Of all the ways of promoting economic self-sufficiency — the ideal of tzedakah — only interest-free loans preserve the dignity of the recipient while also offering the possibility of enormous philanthropic leverage: If you give Chaim $100 to start a business, you have done a wonderful mitzvah helping Chaim. However, if you make Chaim an interest-free loan of $100 to start a business, and he repays you, and you then lend the money to Chanah to start a business, and she repays you, and so on, the impact of that same $100 can be multiplied a thousand-fold. Effective charitable lending rotates scarce philanthropic resources, enabling limited funds to help an unlimited number of people. This would explain why Eastern European Jewish communities institutionalized interest-free lending, creating interest-free loans societies, or G’machs, which became a standard communal institution in Jewish communities large and small.
The G’mach was transplanted to America at the end of the 19th century, with the first great wave of Jewish immigration from Eastern Europe. They provided interest-free loans to pay the rent or buy medicine at a time when there was no government-funded safety net, and provided capital to enable thousands of micro-entrepreneurs to stock a pushcart or buy a sewing machine in an era when their only alternative source of credit was loan sharks. These organizations often became founding or early members of their local Jewish federations.

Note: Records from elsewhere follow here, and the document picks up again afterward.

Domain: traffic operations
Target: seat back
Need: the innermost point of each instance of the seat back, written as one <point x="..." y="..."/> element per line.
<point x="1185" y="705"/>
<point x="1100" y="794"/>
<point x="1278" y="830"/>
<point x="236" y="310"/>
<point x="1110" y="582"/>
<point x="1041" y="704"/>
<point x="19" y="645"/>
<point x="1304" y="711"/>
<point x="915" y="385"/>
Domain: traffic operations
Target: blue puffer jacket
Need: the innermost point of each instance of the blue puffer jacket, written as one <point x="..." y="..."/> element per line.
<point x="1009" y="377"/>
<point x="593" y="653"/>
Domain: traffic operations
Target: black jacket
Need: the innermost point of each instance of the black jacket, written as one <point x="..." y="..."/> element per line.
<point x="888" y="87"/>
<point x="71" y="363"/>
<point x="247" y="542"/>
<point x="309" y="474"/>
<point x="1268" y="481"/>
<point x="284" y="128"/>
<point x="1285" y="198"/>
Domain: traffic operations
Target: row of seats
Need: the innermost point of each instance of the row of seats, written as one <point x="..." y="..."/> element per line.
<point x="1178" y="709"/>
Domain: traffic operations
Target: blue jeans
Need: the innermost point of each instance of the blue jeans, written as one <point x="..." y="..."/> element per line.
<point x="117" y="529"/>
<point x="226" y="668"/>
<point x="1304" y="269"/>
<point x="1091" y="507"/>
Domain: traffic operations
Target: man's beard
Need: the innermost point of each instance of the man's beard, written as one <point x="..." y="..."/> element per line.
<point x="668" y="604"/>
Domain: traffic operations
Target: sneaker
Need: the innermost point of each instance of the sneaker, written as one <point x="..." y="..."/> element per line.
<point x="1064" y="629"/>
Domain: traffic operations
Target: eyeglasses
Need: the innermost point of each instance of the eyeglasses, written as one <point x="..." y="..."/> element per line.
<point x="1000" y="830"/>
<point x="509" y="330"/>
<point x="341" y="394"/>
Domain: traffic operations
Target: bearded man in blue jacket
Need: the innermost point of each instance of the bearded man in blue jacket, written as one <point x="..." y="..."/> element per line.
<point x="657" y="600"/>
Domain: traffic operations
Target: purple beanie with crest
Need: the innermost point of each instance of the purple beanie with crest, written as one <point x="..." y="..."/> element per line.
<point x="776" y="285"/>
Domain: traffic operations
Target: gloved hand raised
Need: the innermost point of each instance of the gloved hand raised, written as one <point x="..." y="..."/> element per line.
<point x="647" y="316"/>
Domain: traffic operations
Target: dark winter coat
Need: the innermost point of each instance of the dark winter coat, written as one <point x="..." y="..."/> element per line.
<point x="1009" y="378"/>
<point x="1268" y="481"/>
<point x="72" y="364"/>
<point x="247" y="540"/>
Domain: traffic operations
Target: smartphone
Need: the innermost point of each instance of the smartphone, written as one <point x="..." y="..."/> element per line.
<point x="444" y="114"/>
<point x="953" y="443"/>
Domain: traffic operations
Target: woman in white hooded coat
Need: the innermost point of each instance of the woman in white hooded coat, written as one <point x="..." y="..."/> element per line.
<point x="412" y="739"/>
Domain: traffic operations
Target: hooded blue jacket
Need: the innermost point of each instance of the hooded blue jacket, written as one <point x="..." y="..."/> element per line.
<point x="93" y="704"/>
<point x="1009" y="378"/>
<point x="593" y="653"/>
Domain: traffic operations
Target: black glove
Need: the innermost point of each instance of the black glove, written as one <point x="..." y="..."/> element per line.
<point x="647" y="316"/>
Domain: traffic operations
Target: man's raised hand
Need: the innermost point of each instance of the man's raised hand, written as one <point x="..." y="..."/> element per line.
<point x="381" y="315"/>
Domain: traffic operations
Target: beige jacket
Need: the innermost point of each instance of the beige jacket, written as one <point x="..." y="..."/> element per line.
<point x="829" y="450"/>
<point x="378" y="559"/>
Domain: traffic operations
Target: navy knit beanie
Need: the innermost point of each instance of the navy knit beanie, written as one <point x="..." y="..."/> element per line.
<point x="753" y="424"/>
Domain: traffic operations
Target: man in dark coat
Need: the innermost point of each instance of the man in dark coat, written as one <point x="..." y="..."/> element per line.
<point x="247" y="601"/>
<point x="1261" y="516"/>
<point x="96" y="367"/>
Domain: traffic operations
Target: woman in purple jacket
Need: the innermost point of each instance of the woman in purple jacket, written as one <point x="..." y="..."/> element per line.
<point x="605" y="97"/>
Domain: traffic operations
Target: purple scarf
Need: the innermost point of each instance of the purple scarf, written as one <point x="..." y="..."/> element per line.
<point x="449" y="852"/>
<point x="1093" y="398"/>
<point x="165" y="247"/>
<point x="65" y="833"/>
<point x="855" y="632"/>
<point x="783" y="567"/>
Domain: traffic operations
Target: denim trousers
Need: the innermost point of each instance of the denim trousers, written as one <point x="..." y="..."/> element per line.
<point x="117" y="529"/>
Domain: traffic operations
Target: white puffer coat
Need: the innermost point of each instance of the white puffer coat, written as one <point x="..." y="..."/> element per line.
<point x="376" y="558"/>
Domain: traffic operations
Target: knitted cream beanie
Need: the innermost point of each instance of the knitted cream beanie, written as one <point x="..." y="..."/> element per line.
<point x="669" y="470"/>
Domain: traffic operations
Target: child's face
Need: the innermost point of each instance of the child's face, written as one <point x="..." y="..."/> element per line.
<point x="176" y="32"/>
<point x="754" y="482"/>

Today, with historical continuity, they also serve, to a significant extent, Jewish immigrants from Vilna, Minsk, Kiev and Kishiniev; Jews who may never have set foot in a synagogue, who are very surprised to receive a loan without interest, and who are completely unaware that G’machs were an integral part of the dense Jewish society destroyed by Stalinism in their old towns and cities.
And it all began with a verse in Mishpatim. Because of the values that inform it — individual dignity and self-sufficiency — and its inherent flexibility and economic efficiency, it has endured for centuries, and endures still.
Shana Novick is the executive director of the Hebrew Free Loan Society of New York, which this year is celebrating its 120th anniversary.